Daí, temos a noção de aprendizagem que é base para a orientação metodológica do programa. Ou seja, tentar saber o que o aluno já sabe sobre aquele gênero. Depois, trabalhar com um objetivo de aprendizagem através de diferentes configurações de trabalho, em dupla, em trabalho coletivo, que vai ao encontro do que Vygotsky preconiza como um trabalho pedagógico que atua na ZPD (Zona de Desenvolvimento Proximal), através da colaboração do par mais avançado. Em alguns momentos o próprio professor e, em outros, os colegas.

Vale frisar que esta consideração das ideias de Vygotsky sobre aprendizagem se traduz em muitas ações dentro da sequência, seja para a leitura ou para a escrita, já que o propósito, ao fim da oficina de cada gênero, é uma produção individual do aluno naquele gênero estudado. Interessante lembrar de um simples exercício - me recordo da atividade nos cursos on line da Comunidade Virtual -, em que um personagem envia emails ao outro tentando ajudá-lo na compreensão do que seria o ensino a partir dos gêneros textuais. Desta forma, tal teoria da aprendizagem embasa todo o programa e não somente aquele material com que o aluno vai entrar em contato, mas sobretudo o material que o professor vai ter em sua formação – vivenciando na própria pele este processo.

Assim, temos que a OLPEF, tomando o gênero como objeto de ensino-aprendizagem de língua materna, pode proporcionar ao professor, e consequentemente ao aluno, uma nova relação com a linguagem e com a língua portuguesa, tomando contato com a língua em uso e definindo O QUE ESTUDAR por meio dos diferentes textos em diferentes gêneros que se apresentarão para leitura e escrita. Outro ponto em que insisto é o COMO, É O FAZER PEDAGÓGICO, que considera o aluno detentor de um saber que precisa ser percebido e, a partir daí, aprimorado, refletido e ampliado. É a consideração da ZPD. E essa consideração – parece estranho dizer que HÁ ENSINO – ninguém aprende a ler só lendo ou a escrever só escrevendo. Ler e escrever – além do domínio do código – pode ser ENSINADO e APRENDIDO. No programa, isso se traduz nas sequências didáticas e nas oficinas.

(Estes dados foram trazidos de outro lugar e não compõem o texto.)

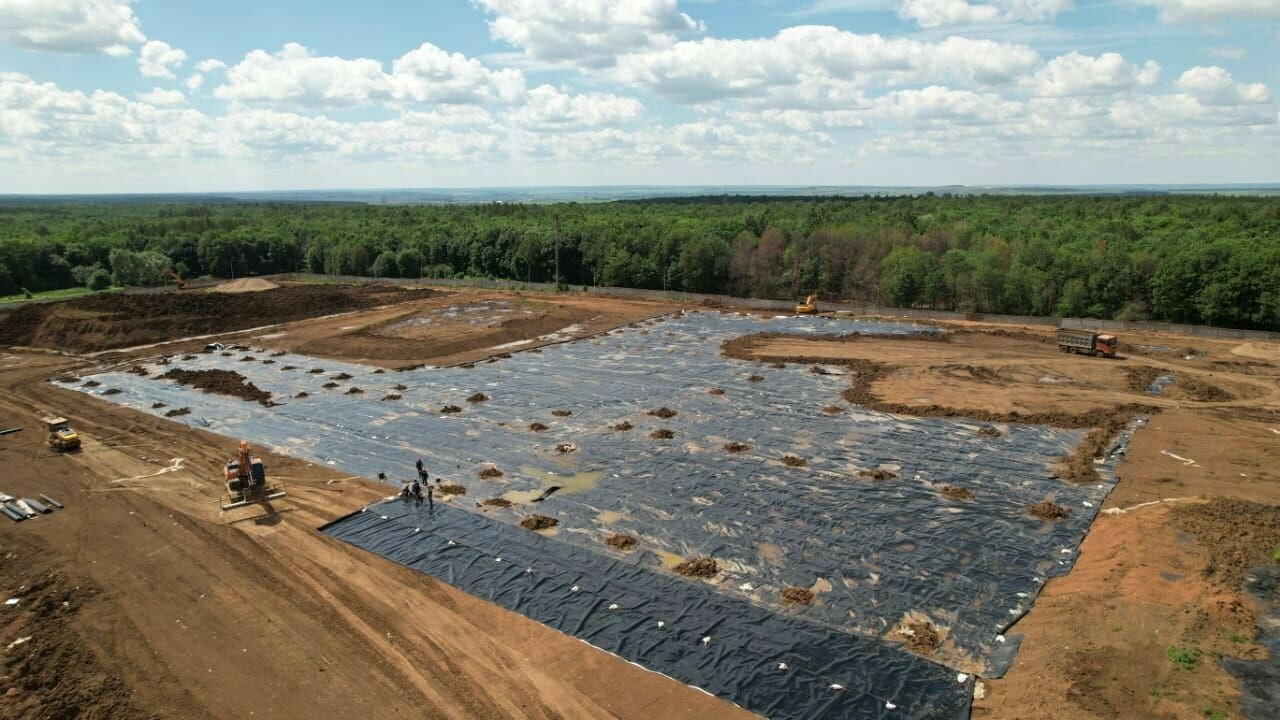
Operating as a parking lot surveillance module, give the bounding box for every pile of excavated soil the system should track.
[604,533,640,551]
[1169,497,1280,592]
[782,587,813,605]
[0,284,428,352]
[0,541,159,720]
[160,369,274,407]
[676,557,719,578]
[1027,500,1071,520]
[1174,373,1235,402]
[938,486,973,500]
[520,515,559,530]
[214,278,280,293]
[899,620,941,655]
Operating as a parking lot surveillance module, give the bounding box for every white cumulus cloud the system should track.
[1029,51,1160,96]
[897,0,1073,28]
[138,40,187,78]
[472,0,703,68]
[0,0,146,55]
[1175,65,1271,105]
[611,26,1041,108]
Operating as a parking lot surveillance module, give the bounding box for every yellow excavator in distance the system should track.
[41,418,79,452]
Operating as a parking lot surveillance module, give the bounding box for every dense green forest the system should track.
[0,195,1280,329]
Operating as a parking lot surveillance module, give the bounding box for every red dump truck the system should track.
[1057,329,1116,357]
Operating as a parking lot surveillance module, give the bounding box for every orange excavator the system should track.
[223,441,285,510]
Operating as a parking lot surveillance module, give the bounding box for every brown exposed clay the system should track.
[1027,500,1071,520]
[782,587,813,605]
[604,533,640,551]
[520,515,559,530]
[676,557,719,578]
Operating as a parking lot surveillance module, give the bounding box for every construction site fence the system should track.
[269,273,1280,342]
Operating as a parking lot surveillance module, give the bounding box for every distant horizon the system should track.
[0,181,1280,205]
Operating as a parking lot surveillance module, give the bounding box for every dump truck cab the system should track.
[44,418,79,452]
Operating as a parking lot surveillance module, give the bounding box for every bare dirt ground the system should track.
[0,288,1280,719]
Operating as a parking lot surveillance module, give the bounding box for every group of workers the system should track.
[401,457,435,511]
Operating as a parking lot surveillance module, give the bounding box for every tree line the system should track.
[0,193,1280,329]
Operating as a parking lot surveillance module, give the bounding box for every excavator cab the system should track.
[44,418,79,452]
[223,441,287,510]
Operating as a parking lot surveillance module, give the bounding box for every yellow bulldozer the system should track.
[41,418,79,452]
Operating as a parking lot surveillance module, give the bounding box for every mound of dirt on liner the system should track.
[1027,500,1071,520]
[782,452,809,468]
[160,368,275,407]
[676,557,719,578]
[214,278,280,293]
[520,515,559,530]
[604,533,640,550]
[782,587,813,605]
[899,620,941,655]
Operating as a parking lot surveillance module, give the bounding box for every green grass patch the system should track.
[1166,646,1199,670]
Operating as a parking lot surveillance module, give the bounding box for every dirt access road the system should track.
[0,281,1280,719]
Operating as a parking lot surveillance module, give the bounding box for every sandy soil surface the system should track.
[0,288,1280,719]
[0,354,750,719]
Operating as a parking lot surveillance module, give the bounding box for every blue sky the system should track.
[0,0,1280,192]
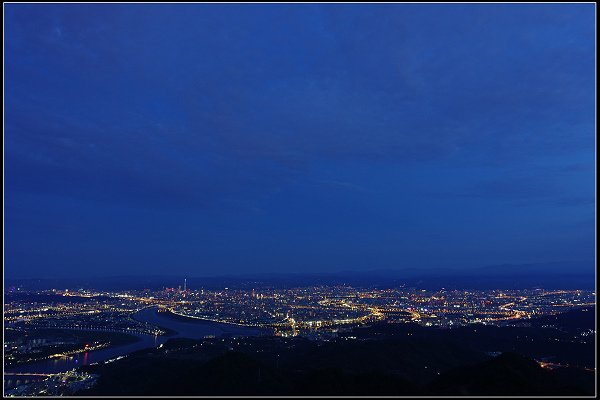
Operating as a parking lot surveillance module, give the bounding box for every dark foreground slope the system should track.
[79,308,595,396]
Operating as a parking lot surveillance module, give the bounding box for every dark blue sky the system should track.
[4,4,595,277]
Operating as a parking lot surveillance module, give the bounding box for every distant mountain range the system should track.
[5,262,595,290]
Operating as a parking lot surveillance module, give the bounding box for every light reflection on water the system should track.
[5,308,260,374]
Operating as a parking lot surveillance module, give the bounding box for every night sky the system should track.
[4,4,595,277]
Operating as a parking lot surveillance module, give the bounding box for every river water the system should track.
[5,307,263,374]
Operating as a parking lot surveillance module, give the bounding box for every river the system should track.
[4,307,264,374]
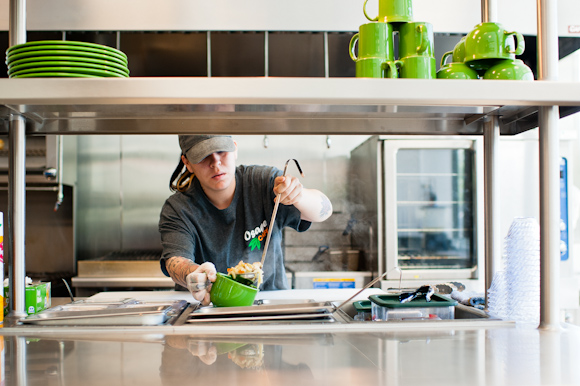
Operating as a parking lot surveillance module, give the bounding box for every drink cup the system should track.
[399,22,435,58]
[437,51,479,79]
[397,56,437,79]
[363,0,413,23]
[349,22,394,62]
[465,23,525,62]
[483,59,534,80]
[356,58,398,78]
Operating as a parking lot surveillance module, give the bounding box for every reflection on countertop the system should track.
[1,326,580,386]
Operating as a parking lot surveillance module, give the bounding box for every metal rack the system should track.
[0,0,580,328]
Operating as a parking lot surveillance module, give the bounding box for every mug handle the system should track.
[440,51,453,67]
[417,24,429,54]
[383,60,404,79]
[348,32,359,62]
[363,0,379,21]
[505,31,526,55]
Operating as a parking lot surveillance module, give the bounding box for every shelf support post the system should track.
[481,0,497,23]
[483,115,501,309]
[7,0,26,318]
[537,0,560,330]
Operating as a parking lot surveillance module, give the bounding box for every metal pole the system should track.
[8,115,26,318]
[8,0,26,318]
[324,31,330,78]
[206,31,211,78]
[264,31,270,78]
[481,0,497,23]
[483,115,501,309]
[537,0,560,330]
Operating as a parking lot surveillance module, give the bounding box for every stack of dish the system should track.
[6,40,129,78]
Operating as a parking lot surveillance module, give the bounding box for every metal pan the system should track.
[190,302,334,318]
[187,313,335,323]
[21,305,178,326]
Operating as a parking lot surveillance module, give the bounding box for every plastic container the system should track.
[352,300,373,320]
[369,294,457,321]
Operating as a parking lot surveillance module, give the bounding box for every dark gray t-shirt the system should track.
[159,165,311,290]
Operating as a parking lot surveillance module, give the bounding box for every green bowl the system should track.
[209,272,258,307]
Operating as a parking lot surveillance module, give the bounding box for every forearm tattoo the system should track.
[165,256,197,287]
[320,196,332,218]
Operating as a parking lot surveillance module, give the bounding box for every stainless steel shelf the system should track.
[0,78,580,135]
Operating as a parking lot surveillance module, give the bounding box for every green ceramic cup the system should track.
[363,0,413,23]
[399,22,435,58]
[437,63,479,79]
[349,22,395,62]
[437,51,479,79]
[483,59,534,80]
[209,272,258,307]
[453,36,467,63]
[465,23,526,62]
[398,56,437,79]
[356,58,398,78]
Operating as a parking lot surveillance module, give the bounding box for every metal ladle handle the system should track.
[332,267,403,312]
[260,158,304,269]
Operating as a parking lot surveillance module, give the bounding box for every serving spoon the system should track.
[236,158,304,285]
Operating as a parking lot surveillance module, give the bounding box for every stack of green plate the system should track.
[6,40,129,78]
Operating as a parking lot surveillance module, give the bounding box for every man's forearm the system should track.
[294,189,332,222]
[165,256,199,287]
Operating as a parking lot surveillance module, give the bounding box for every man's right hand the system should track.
[185,262,217,306]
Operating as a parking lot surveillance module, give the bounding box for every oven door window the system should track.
[396,148,475,269]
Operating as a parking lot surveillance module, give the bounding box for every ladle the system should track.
[332,267,403,312]
[239,158,304,284]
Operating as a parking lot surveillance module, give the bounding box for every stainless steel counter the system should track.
[0,77,580,135]
[0,289,580,386]
[0,325,580,386]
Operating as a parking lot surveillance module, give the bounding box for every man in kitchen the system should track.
[159,135,332,305]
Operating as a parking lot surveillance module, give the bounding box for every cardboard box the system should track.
[4,282,51,315]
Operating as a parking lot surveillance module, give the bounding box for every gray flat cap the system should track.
[179,135,236,164]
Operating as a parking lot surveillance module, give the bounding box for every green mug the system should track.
[349,22,394,62]
[363,0,413,23]
[483,59,534,80]
[465,23,526,62]
[437,51,479,79]
[452,36,467,63]
[399,22,435,58]
[397,56,437,79]
[356,58,399,78]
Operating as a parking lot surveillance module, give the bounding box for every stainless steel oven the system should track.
[349,136,483,287]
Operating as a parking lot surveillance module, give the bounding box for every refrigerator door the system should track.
[383,140,477,280]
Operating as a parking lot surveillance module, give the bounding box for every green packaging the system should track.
[4,282,51,315]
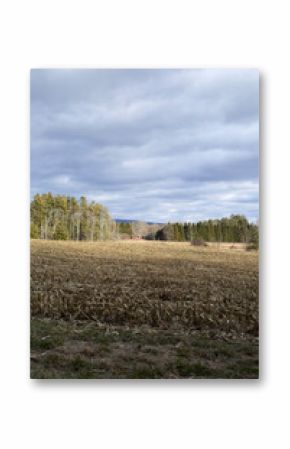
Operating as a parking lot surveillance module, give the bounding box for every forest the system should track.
[30,193,259,243]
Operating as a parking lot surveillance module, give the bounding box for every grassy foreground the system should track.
[31,241,258,379]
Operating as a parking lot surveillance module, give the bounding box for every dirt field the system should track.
[31,240,258,378]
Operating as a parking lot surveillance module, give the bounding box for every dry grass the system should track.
[31,241,258,335]
[31,240,258,378]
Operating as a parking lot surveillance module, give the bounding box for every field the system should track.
[31,240,258,378]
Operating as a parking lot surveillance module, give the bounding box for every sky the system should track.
[30,69,259,223]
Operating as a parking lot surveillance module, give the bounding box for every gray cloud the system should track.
[31,69,259,221]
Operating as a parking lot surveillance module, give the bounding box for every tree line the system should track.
[30,193,258,243]
[155,215,258,243]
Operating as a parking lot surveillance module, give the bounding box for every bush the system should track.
[53,223,68,240]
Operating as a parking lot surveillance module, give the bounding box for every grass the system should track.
[31,241,259,379]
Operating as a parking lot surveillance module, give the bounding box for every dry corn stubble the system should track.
[31,240,258,335]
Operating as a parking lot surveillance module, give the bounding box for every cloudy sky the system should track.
[31,69,259,222]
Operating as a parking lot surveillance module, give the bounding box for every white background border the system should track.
[0,0,290,449]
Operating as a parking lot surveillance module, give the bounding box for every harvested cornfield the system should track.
[31,241,258,335]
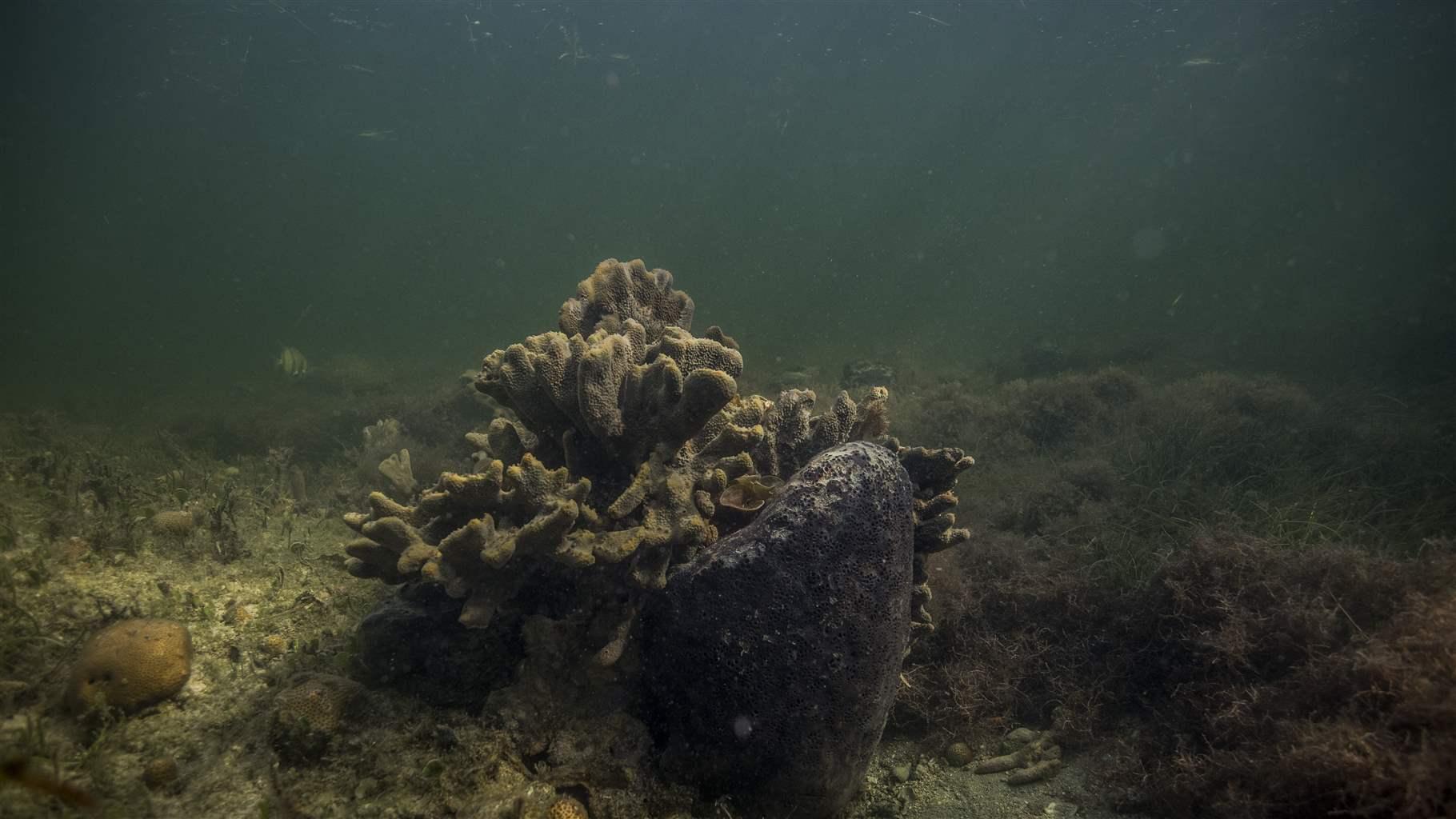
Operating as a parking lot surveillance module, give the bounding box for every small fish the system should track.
[275,346,309,378]
[0,757,98,810]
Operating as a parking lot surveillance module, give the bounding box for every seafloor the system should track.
[0,298,1456,819]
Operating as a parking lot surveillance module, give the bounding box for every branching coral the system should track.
[346,259,973,642]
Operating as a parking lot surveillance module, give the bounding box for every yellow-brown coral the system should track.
[66,620,192,711]
[271,673,364,761]
[546,796,588,819]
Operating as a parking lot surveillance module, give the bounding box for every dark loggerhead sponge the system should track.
[642,441,913,819]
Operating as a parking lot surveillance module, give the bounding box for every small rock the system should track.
[945,742,975,768]
[259,634,288,657]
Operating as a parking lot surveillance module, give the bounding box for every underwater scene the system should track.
[0,0,1456,819]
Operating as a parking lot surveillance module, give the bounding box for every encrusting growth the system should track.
[345,259,973,640]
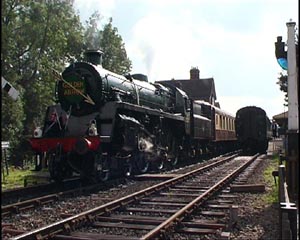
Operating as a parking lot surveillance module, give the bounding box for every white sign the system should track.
[1,77,19,100]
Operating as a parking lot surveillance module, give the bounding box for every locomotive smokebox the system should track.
[84,50,103,66]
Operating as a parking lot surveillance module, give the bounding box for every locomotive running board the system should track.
[100,136,111,142]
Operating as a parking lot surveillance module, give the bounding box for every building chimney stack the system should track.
[190,67,200,80]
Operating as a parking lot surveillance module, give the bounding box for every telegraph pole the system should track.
[286,21,299,197]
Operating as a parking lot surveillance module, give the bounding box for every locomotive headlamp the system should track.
[88,121,98,136]
[74,138,91,155]
[33,127,42,138]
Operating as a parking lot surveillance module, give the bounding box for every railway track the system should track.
[3,155,258,239]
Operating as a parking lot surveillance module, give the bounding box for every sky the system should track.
[74,0,299,119]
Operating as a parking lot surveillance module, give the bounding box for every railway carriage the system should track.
[235,106,272,154]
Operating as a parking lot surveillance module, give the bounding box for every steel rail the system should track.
[140,154,259,240]
[12,153,238,240]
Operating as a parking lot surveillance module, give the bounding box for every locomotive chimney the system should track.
[190,67,200,80]
[84,50,103,66]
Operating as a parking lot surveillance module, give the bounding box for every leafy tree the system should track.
[100,18,132,74]
[85,12,132,74]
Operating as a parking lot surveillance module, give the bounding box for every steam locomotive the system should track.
[30,51,236,181]
[235,106,272,154]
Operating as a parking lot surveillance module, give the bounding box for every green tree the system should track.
[100,18,132,74]
[85,15,132,74]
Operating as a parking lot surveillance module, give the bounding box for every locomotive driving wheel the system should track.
[95,153,111,182]
[48,145,72,182]
[124,156,134,177]
[135,152,149,174]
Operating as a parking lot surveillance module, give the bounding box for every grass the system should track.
[262,156,279,204]
[1,167,32,191]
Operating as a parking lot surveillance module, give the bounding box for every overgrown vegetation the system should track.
[262,155,279,204]
[1,167,32,191]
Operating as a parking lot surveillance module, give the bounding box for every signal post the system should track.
[286,22,299,199]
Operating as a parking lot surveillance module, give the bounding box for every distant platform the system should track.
[267,138,285,155]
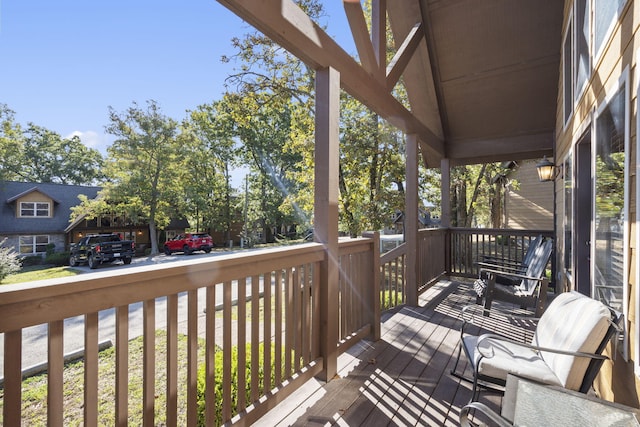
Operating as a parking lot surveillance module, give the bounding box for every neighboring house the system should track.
[0,182,189,256]
[504,160,553,230]
[384,209,440,234]
[554,0,640,407]
[0,181,100,256]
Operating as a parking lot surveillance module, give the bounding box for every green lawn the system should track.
[0,265,82,285]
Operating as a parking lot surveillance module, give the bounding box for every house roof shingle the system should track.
[0,181,102,235]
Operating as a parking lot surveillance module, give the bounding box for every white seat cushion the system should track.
[531,292,611,390]
[462,335,562,385]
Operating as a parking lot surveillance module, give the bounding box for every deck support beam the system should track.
[404,134,418,307]
[313,67,340,381]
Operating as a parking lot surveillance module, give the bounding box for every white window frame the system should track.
[570,0,593,102]
[18,234,51,256]
[591,66,631,361]
[634,49,640,377]
[562,9,575,129]
[19,202,51,218]
[590,0,627,63]
[562,149,576,289]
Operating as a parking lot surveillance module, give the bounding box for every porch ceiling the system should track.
[387,0,563,166]
[218,0,563,167]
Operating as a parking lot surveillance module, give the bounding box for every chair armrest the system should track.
[460,304,540,337]
[476,334,608,360]
[460,402,513,427]
[476,261,526,273]
[478,255,527,268]
[480,268,545,282]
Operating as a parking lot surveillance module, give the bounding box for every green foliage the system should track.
[0,104,103,184]
[44,252,69,267]
[0,238,21,282]
[101,100,182,253]
[198,343,284,426]
[380,290,404,311]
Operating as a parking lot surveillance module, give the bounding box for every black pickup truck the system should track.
[69,234,136,269]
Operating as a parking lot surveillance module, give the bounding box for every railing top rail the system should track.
[449,227,554,237]
[0,243,325,333]
[380,243,407,264]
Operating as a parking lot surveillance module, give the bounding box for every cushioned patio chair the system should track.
[451,292,622,401]
[460,375,640,427]
[478,234,544,285]
[476,239,553,317]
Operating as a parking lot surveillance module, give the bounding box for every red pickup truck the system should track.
[164,233,213,255]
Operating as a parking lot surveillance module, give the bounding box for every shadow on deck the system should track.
[256,280,540,426]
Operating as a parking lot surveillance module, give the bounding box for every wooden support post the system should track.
[440,159,451,273]
[313,68,340,381]
[440,159,451,228]
[404,134,418,306]
[362,231,381,341]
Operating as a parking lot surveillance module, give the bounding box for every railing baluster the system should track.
[302,264,311,364]
[311,263,320,359]
[2,329,22,426]
[47,320,64,427]
[202,283,215,427]
[84,313,98,427]
[237,277,248,411]
[251,276,261,403]
[284,268,294,378]
[142,299,156,427]
[166,294,178,427]
[273,269,283,384]
[115,305,129,426]
[292,266,302,371]
[262,272,273,393]
[222,282,235,420]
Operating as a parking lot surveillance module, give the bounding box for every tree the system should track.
[0,104,104,185]
[0,104,23,181]
[183,101,238,242]
[103,100,182,254]
[21,123,104,184]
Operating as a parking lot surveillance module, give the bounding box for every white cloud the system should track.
[65,130,111,154]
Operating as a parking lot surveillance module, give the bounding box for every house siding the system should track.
[555,1,640,407]
[505,160,553,230]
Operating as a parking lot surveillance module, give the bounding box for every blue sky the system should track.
[0,0,354,152]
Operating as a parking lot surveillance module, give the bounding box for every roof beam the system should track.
[447,134,555,166]
[387,22,424,91]
[344,0,382,78]
[218,0,444,159]
[371,0,387,70]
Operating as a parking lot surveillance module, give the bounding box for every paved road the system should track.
[0,252,262,378]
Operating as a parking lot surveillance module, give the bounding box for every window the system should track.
[20,235,49,255]
[591,69,629,342]
[574,0,591,99]
[20,202,51,218]
[593,0,626,56]
[562,18,573,124]
[562,153,573,281]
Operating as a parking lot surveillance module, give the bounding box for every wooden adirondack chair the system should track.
[480,239,553,317]
[478,234,544,285]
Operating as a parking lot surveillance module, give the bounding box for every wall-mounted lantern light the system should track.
[536,156,558,182]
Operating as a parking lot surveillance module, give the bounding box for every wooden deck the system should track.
[257,281,540,426]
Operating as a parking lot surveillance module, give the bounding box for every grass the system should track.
[0,330,205,426]
[2,265,82,285]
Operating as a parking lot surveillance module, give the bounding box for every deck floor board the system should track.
[257,281,536,426]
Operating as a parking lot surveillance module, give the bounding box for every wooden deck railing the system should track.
[0,243,340,426]
[338,237,380,353]
[448,228,555,280]
[0,229,552,426]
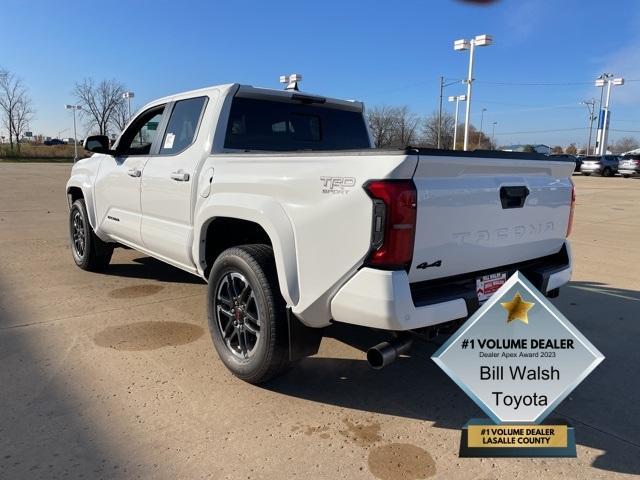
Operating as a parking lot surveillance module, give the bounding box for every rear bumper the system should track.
[331,243,571,330]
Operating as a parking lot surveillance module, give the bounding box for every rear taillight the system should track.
[364,180,417,270]
[567,181,576,237]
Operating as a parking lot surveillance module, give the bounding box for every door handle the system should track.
[171,170,189,182]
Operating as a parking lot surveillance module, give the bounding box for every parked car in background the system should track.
[580,155,619,177]
[574,155,586,172]
[44,138,66,146]
[618,153,640,178]
[550,153,582,172]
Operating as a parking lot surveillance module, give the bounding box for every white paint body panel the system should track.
[67,84,570,330]
[409,156,573,282]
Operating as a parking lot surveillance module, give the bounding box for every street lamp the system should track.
[476,108,487,149]
[449,95,467,150]
[596,73,624,155]
[580,98,596,155]
[64,104,82,162]
[122,92,136,120]
[453,35,493,151]
[438,76,462,150]
[491,122,498,150]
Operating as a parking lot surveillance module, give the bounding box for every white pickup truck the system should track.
[66,84,575,383]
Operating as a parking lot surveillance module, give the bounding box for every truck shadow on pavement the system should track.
[0,279,128,479]
[102,256,206,285]
[267,282,640,474]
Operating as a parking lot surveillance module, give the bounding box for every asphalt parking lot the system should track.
[0,163,640,480]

Compreendo que toda mudança é de difícil aceitação e que estamos numa fase complicada do ensino de Língua Portuguesa. Uma fase de transformações que são culturais e que também mexem com nossas práticas, concepções, modelos e nos materiais didáticos. Mas, afirmo, com toda segurança e com base no pouco que já estudei sobre o tema e na minha experiência de 24 anos como docente, é que esta proposta é produtiva, positiva. Ela pode auxiliar a gerar grandes frutos e mudanças em nossas salas de aula.